6. We have carefully considered the submissions of the Respondent and all the material placed before us and it has been revealed that the Respondent has not passed on the benefit of input tax credit to his buyers w.e.f 01.07.2017 to 30.09.2018 and hence, the Respondent has violated the provisions of Section 171 (1) of the CGST Act, 2017.
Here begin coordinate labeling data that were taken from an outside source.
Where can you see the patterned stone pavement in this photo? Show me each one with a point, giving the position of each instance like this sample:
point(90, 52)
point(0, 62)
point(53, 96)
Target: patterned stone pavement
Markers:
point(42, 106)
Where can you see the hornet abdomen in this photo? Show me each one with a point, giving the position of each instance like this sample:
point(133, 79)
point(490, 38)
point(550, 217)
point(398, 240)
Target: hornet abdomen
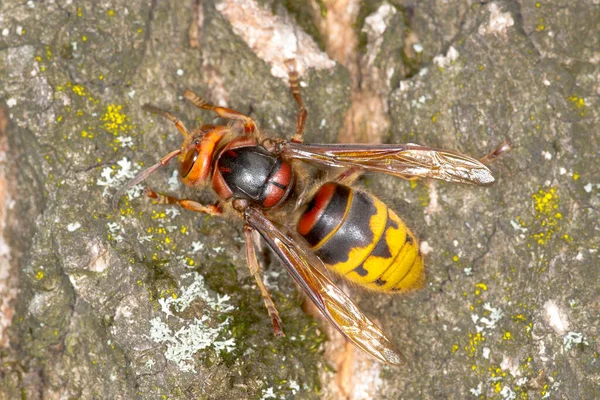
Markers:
point(360, 238)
7. It is also revealed from the perusal of the CGST Act and the Rules framed under it that the Central Government vide Notification No. 01/2020- Central Tax dated 01.01.2020 has implemented the provisions of the Finance (No. 2) Act, 2019 from 01.01.2020 vide which sub-section 171 (3A) was added in Section 171 of the CGST Act, 2017 and penalty was proposed to be imposed in the case of violation of Section 171 (1) of the CGST Act, 2017. Since no penalty provisions were in existence between the period w.e.f. 01.07.2017 to 30.09.2018 when the Respondent had violated the provisions of Section 171 (1), the penalty prescribed under Section 171 (3A) cannot be imposed on the Respondent retrospectively. Accordingly, the notice dated 18.12.2019 issued to the Respondent for imposition of penalty under Section 171 (3A) is hereby withdrawn and the present penalty proceedings launched against him are accordingly dropped.
8. Copy of this order be supplied to both the parties. File be consigned after completion.